Does your utility require demand charges? Some utilities charge customers an additional fee that’s dependent on how much electricity they use. The fee could be determined by the amount of power used when total electricity demand is high, or it may encompass all electricity used during a month. If you’re required to pay demand charges to your utility, installing home energy storage can help you avoid a high demand fee by pulling from the grid less often and using energy stored in your solar battery instead.
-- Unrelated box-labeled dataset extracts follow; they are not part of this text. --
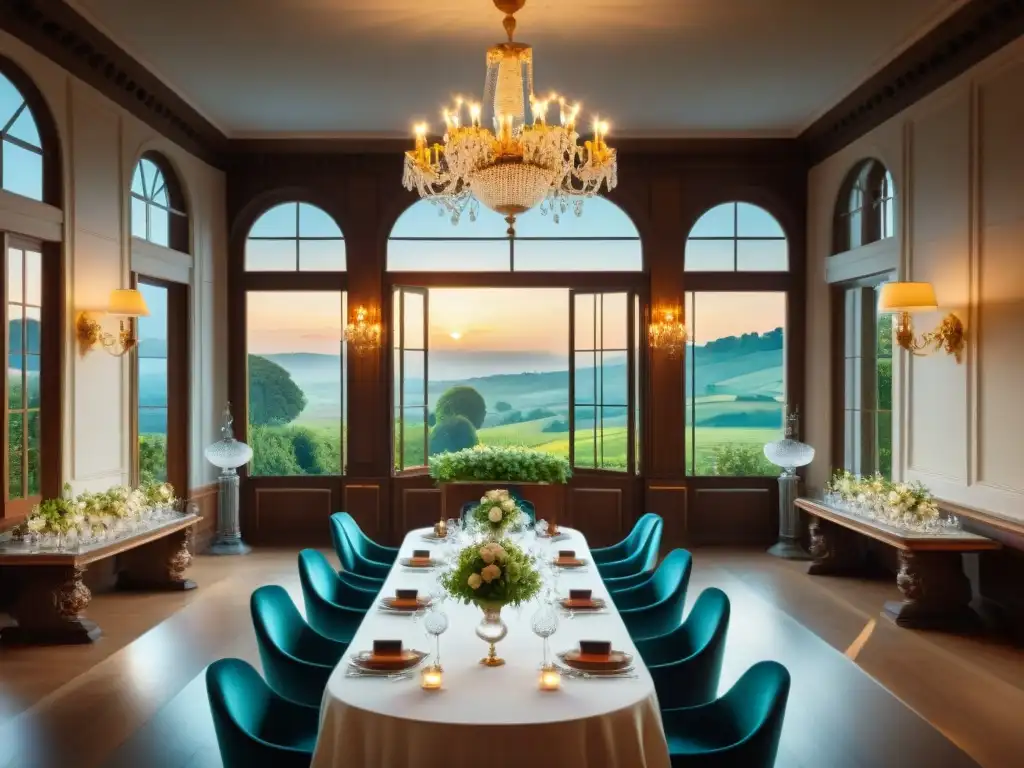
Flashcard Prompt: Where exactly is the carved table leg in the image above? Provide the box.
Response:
[807,515,863,575]
[118,527,197,591]
[885,550,981,631]
[0,565,102,645]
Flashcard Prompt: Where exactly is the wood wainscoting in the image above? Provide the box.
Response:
[188,482,220,553]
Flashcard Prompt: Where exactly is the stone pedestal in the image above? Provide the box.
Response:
[207,469,252,555]
[768,474,811,560]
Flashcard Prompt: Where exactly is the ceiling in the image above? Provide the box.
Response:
[67,0,965,138]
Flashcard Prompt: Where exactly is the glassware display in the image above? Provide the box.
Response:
[423,602,449,670]
[530,601,558,668]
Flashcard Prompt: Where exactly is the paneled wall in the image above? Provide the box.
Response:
[0,33,227,506]
[805,36,1024,521]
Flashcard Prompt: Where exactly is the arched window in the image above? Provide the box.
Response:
[0,74,43,201]
[684,203,790,272]
[387,198,643,272]
[243,201,348,486]
[131,153,188,252]
[833,159,896,253]
[683,202,792,477]
[387,198,643,475]
[246,203,345,272]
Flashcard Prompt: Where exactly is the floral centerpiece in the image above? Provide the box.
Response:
[471,489,522,538]
[825,470,959,532]
[440,541,541,667]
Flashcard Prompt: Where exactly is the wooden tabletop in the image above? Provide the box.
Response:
[0,515,203,567]
[797,499,1002,552]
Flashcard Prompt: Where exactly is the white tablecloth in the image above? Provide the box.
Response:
[312,528,669,768]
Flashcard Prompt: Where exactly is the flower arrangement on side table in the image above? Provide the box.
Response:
[472,490,522,538]
[15,482,180,549]
[440,541,541,667]
[824,470,959,534]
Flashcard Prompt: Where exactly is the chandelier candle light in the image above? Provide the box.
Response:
[402,0,618,238]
Do you live in a state with net metering? In states where true net metering exists, customers receive a credit (equal to the amount the utility charges for traditional electricity) for each kilowatt-hour of energy their solar panels produce and send back to the grid. If you have access to true net metering, a solar battery may not be worth it for you from a financial standpoint, because you’ll be able to freely give and take energy from the grid at no additional cost.

Are you susceptible to frequent power outages? For safety reasons, all standard grid-tied solar systems have an automatic shut-off switch that will turn off the system during a power outage. This means those who have a standard solar energy system without battery backup will still lose power when the grid goes down. However, when a battery is added to the setup, the home can still run on the stored energy in the event of a blackout. If you experience regular power outages and would like to continue to have power when the grid is down, or if you’re interested in the peace of mind that comes along with energy backup, a solar battery may be worth the cost.

Do you want solar storage to take you off the grid? Many homeowners are interested in the idea of going completely off-grid and having the ability to operate independently of their electric utility, and some view solar batteries as the means to make it happen. However, on their own, most solar batteries on the market today don’t have the capacity to store the energy necessary to keep a home running throughout the entire year. If going 100 percent off-grid is your goal, solar batteries likely aren’t the best solution, unless you have ample space and are prepared to invest thousands of dollars in a large multi-battery storage setup.